Wednesday, May 01, 2019

The mindfulness of crafted objects

We have become cogs in a machine whirring beyond our consciousness and control, but, what if we wanted to live our lives more fully conscious and awakened to mystery and wonder at the interconnections we have with nature and with each other?

What would be the nature of the objects that framed that experience? When we picked up a cup to drink, would it be one made through caring investment of human attention, or thoughtlessly and mindlessly cranked out by a machine in a foreign land and delivered through a complex and environmentally destructive mechanism to the local Target Store?

 Is consciousness something that just happens to us haphazard and regardless, or are there choices we make that affect the depth and quality of our experience? In the US, this rule seems to apply to crafts: the less useful the object, the greater its value... as though crafts, like art are to be placed on shelves and on walls and seen but not felt. And yet it is through the touch and use of an object that its full depth of meaning and relationship is revealed.

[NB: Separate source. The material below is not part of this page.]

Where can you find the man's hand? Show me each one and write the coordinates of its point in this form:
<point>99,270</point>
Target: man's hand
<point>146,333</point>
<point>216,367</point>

In today's world, the deep feelings and sensitivities of the craft maker are kept at arms length. Worse, they are extinguished on the altar of ever-greater efficiency that we call progress. Progress for the individual maker is different from what we call progress in the larger scheme of things. For the individual maker progress can be best defined as the process of discovering a successful place in community through which personal and familial needs can be met. Progress in the larger scheme of things rarely takes the individual into consideration. It involves markets and banks, whereas the progress for an individual maker demands the growth of skill.

So we get to choose. The choice involves the quality of our own lives and the quality of the communities in which we live.

Make, fix, and create. Plan for others to learn likewise.

1 comment:

  1. In craft there is an essential subject-object relationship whereby the spirit of the maker is invested in the product. The work of art represents the artist. It carries and transmits the personhood of the maker...the eye and hand, the intelligence and experience. As a living symbol, it is as unique and precious as the individual person who created it. Does it follow that the more we respect the fundamental dignity of people, the more we will come to value the wisdom of their hands?